Devra Markowitz, program director of Flipping Forward Gymnastics, has put together the first-ever competitive girls gymnastics team in northern New Jersey catering to an observant Jewish clientele. On February 12, the team competed in Orangeburg, New York, at the Jewish Gymnastics League’s Snowflake Invitational Meet, comprised of teams of religious girls from Monsey, the Five Towns, Baltimore, Miami, Cleveland and, now, northern New Jersey.
Every member of Flipping Forward’s team, which includes Emma Degen, Baila Deutsch, Racheli Einhorn, Ariella Gold, Racheli Kaplan, Maayan Kapustin, Bracha Klein, Malky Kowalsky, Leah Perlowitz, Nechama Stein and Chana Werblowsky, won at least one medal, many winning first-place medals for their individual bar, beam and floor routines. In total, the Flipping Forward team won 31 medals and 10 trophies, including a first place overall for the team, in a remarkable first showing.
Flipping Forward opened in 2010 in order to provide girls ages 4-12, on all levels, a chance to participate in gymnastics classes focused on skill building. Classes are held both in the Teaneck area and Passaic/Clifton, and have begun to attract girls from West Orange, Hillside and Springfield as well. As the vast majority of gymnastics programs in the area do not have classes on Sundays, Flipping Forward has become the go-to place for observant beginner to advanced gymnasts.
Markowitz says with pride. “My program, Flipping Forward, is the first to offer gymnastics to Orthodox girls in northern New Jersey.”
Markowitz has been involved with gymnastics since she was a young child. She has taught gymnastics at Bruriah High School and has been the gymnastics instructor for Camp Summer Playland in Passaic for the past six years.
The Jewish Gymnastics League is filling a real need in the Jewish community. Before the league was formed a little over a year ago, a girl could take gymnastics lessons and, if she had talent, all she could do was continue with her lessons. Professional meets were, for many, out of the question, because they happened mainly on Shabbat and have coed audiences. This league has given talented frum gymnasts a chance to compete in a way that is comfortable for them in many ways. It should be noted that only certified judges are hired to judge the competitions, adding a level of professionalism to the events. The Jewish Gymnastics League runs competitions bi-annually.
“It’s an exciting time now because of The Jewish Gymnastics League,” says Markowitz. “Now gymnastics can become more than a hobby for frum girls. It provides an amazing opportunity for talented girls in my recreational classes to aspire to.”

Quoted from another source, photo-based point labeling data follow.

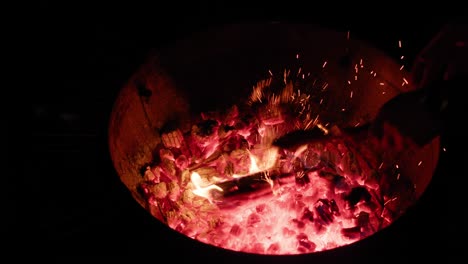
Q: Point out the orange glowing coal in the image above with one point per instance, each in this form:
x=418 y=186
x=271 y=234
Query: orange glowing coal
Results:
x=227 y=183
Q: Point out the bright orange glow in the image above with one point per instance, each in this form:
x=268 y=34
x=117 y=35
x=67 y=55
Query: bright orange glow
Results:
x=226 y=183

Markowitz is quick to point out that gymnastics is not just about competing. “Gymnastics and extra-curricular activities give children that extra self-confidence that they might not be able to find in school. I’ve had mothers come to me and say, ‘My daughter has a newfound confidence. She may not be the best student, her siblings may do better than her in school, but now she feels she’s great at something.’”
Markowitz noted that before the competition, she was concerned that the “girls are at a disadvantage because they’ve never competed. All of the other teams have competed at least once, some twice before.” At the time, they had modest hopes that maybe someone on the team would place or one of the girls would win first-place in a particular area, but they never imagined the level of success they ultimately achieved.
At the competition, after they had completed their routines, the girls of Flipping Forward sat on mats as they awaited the results. Suddenly, names started to be called out. With open mouths and hands over their faces, the northern New Jersey team started to collect their medals and trophies, 41 in total. Though they couldn’t have predicted their success, it was certainly well earned. Perhaps the old adage applies, “How do you get to Carnegie Hall? Practice. Practice. Practice.”